Unable to get a cisTEM job to parallelize on multiple nodes in cluster

Hi,

I am trying to run cisTEM after requesting an interactive session over mutiple nodes in our cluster. The jobs are just running on processors on single node and not using the other nodes.

The file system in the cluster is gpfs and we are using PBS job submission.

Do you have any suggestions for effectively running cisTEM jobs using mutiple nodes.

Thanks

Hi,

If using a PBS cluster, can't you just qsub all the jobs as single jobs and not worry about running an interactive session?

I think if you want to run in an interactive session this way, you will need to have a run profile that explicitly ssh's to the machines directly, however each time you start a session the machines will likely be different, so this isn't really optimal.

Tim

Hi Tim,

Thanks for your response.

So far I have been running the job using the GUI after requesting the interactive session.

What is the best way to launch it as conventional jobs? Do you have any template job file which you can share.

Thanks

job

Hi Tim,

The reason I asked the above question regarding job file is because we were trying earlier to launch jobs on mutiple nodes using the cisTEM GUI with the following job template file:

#!/bin/csh
#PBS -l nodes=3:ppn=40
module load cistem
$variable

We would specify this job file through the Manager Command at the Settings window of cisTEM.

Unfortunately this didn't help get the job launched on multiple requested nodes.

So any suggestions will be really useful.

Thanks

Hi,

I think you need to launch each job as 1 node, 1 ppn. I have not done this on PBS explicitly, but I imagine you need to make a script called "submit_cistem_job.b" or something that looks something like :-

#!/bin/csh
#PBS -l nodes=1:ppn=1
/path_to_cistem_binaries/$1 $2 $3 $4

Then your run command would be something like "qsub submit_cistem_job.b $command"

Your manager command would depend on whether you were running on the head node in which case it would just be "/path_to_cistem_binaries/$command", or you may need to change this to ssh to the head node etc, depending on exactly where you are running the gui.

You will probably need to edit this somewhat, but I hope it gives you the general idea.

Please feel free to ask questions if this doesn't make sense.

Cheers,

Tim

Thanks Tim

I will try it and let you know.

-Saikat

Hi Tim,

A quick question regarding all the $1,$2,$3 and $4. I guess $1 is the command itself but what are $2,$3,$4?

Is there a one-liner command that will get ride of the commas.

Thanks

A way to make cisTEM work with Torque

Hi,

I got cisTEM to work on multiple nodes in a cluster managed with Torque.
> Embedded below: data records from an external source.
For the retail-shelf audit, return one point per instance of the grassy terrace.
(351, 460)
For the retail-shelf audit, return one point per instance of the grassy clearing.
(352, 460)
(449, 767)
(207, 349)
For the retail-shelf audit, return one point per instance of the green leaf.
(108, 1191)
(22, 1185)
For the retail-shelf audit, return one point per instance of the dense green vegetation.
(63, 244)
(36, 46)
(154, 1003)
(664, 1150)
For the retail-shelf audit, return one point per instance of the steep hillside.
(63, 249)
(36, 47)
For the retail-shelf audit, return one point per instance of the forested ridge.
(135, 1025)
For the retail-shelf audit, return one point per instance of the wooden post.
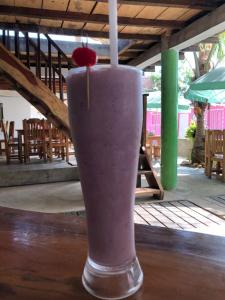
(16, 40)
(38, 53)
(49, 65)
(3, 37)
(60, 77)
(27, 49)
(144, 125)
(54, 87)
(46, 74)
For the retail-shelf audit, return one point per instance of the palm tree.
(208, 58)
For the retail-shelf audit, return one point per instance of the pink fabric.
(214, 119)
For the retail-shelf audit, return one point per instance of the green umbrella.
(154, 101)
(208, 88)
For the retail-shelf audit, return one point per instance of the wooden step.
(146, 192)
(144, 172)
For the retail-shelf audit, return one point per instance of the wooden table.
(42, 257)
(20, 134)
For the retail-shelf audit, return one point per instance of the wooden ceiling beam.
(193, 4)
(200, 30)
(76, 32)
(89, 18)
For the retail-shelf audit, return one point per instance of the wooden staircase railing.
(47, 67)
(30, 86)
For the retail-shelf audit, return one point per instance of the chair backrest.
(33, 129)
(57, 134)
(11, 131)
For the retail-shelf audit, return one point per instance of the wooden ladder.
(154, 188)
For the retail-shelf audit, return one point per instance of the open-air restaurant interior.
(112, 149)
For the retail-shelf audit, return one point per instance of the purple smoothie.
(107, 139)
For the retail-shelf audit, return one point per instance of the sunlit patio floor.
(197, 204)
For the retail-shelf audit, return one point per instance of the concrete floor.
(192, 185)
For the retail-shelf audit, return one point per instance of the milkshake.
(106, 135)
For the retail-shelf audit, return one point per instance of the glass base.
(112, 282)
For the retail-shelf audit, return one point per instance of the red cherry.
(84, 57)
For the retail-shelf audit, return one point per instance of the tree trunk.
(198, 151)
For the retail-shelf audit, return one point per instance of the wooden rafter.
(200, 30)
(76, 32)
(82, 17)
(194, 4)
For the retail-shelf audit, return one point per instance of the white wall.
(16, 108)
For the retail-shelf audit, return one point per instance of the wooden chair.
(215, 152)
(34, 139)
(3, 126)
(58, 144)
(153, 146)
(11, 146)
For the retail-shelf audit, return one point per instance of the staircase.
(36, 76)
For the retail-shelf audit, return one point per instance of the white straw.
(113, 32)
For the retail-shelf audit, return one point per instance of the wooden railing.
(47, 67)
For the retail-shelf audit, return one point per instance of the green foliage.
(156, 81)
(185, 77)
(191, 130)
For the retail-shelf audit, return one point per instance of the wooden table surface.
(42, 257)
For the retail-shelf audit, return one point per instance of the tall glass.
(106, 130)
Here's the way to do it:

0) Verify that the cluster works : same home folder for your user account on each node, ssh without password between the submit host and the nodes, qsub command in PATH, and so on...

1) Now create a script (that I called submit.sh) with the content:

#!/bin/bash
cat - <<EOF | qsub
#!/bin/bash
#PBS -N cisTEM.${1}
#PBS -l nodes=1:ppn=1
/your_path_to_cisTEM_binaries/${@}
EOF

2) Give that file the executable rights:

chmod 755 submit.sh

3) In cisTEM settings, add a new "Run Profile" with the following parameters :

Manager Command: /your_path_to_cisTEM_binaries/$command
Gui Address: Automatic
Controller Address: Automatic
Command -> Edit:
      Command: /your_path_to_your_script/submit.sh $command
      No. Copies: (Total number of CPUs you want to allocate in the whole cluster)
      Delay (ms): 10

That's all. Hope this helps ;-)

cisTEM and TORQUE

Hi,

I am finally trying to get cisTEM to play nicely with several of the clusters here at IU and have a number of questions...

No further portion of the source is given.